Criticism of Whistleblower 15977-18W
The determinations of the IRS and in Whistleblower 15977-18W, seem to show a lack of an iron will in the IRS to ferret out past tax noncompliance by accidental Americans. For example, the initial IRS reviewer of the whistleblower claim noted the target’s name was unknown and the target was not identified as a reason for rejection even though the whistleblower included the target’s birth certificate and biographical information. Another IRS technician apparently expressed doubt relating to the target’s alleged citizenship despite receiving a copy of the target’s U.S. birth certificate, stating there was “no specific and credible information about a federal tax issue or non-compliance.” The Tax Court affirmed the IRS claim rejection based on possible factual and legal assumptions about the target’s absence of current U.S. citizenship, which assumptions one might well, taking into account Walby, be characterized as frivolous or speculative.
In January 2022, two weeks after the Tax Court’s December 2021 decision in Whistleblower 15977-18W, the D.C. Circuit decided Li v. Commissioner. In Li, without any jurisdictional issue being raised by the IRS or the whistleblower, the D.C. Circuit held on its own initiative that—contrary to the Tax Court’s conclusion in Whistleblower 15977-18W, Kansky, and many other pre-2022 cases—neither the Tax Court nor the D.C. Circuit has subject-matter jurisdiction to review an IRS rejection of a whistleblower claim, not pursued by the IRS, on the grounds that the claim lacks specific and credible information. At this writing, it is unknown whether the whistleblower in Li will seek D.C. Circuit en banc review or Supreme Court certiorari.

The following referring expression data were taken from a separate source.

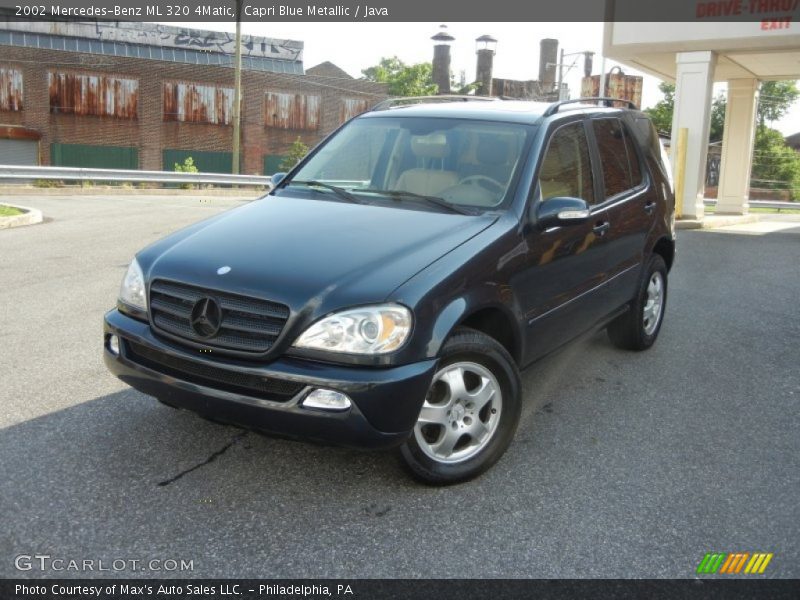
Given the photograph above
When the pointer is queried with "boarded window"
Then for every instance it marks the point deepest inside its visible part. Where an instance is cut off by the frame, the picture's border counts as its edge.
(192, 103)
(96, 95)
(352, 107)
(10, 89)
(94, 157)
(206, 161)
(272, 163)
(292, 111)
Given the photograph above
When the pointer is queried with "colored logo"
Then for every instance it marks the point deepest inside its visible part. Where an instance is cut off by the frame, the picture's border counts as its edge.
(733, 563)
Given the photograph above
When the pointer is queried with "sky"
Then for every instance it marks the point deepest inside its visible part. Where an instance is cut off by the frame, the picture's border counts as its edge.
(356, 46)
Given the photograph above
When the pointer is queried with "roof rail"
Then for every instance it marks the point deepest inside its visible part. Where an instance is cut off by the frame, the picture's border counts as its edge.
(553, 108)
(407, 100)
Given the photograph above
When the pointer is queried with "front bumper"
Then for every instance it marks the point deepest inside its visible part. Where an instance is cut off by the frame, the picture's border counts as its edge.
(385, 401)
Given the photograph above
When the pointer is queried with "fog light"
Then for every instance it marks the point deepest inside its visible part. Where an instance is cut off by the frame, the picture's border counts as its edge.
(113, 345)
(327, 400)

Accidental Americans should not take too much comfort in Whistleblower 15977-18W and Li. As noted in the Tax Court opinion in Whistleblower 15977-18W, the IRS may allow the whistleblower in Whistleblower 15977-18W itself to supply additional information in support of the previously rejected claim. In other cases involving claims against accidental Americans similar to that in Whistleblower 15977-18W, the IRS could decide to proceed to examine the target.
Further, outside of the whistleblower program, there is the possibility of an IRS inquiry of the continued U.S. citizenship of accidental Americans being triggered by other events, such as through FATCA due diligence by an accidental American’s foreign financial institution. Individuals who become aware of their potential U.S. citizenship as accidental Americans should immediately consider reviewing their U.S. tax position.
This article does not necessarily reflect the opinion of The Bureau of National Affairs, Inc., the publisher of Bloomberg Law and Bloomberg Tax, or its owners.
Alan S. Lederman is a shareholder at Gunster, Yoakley & Stewart, P.A. in Fort Lauderdale, Fla.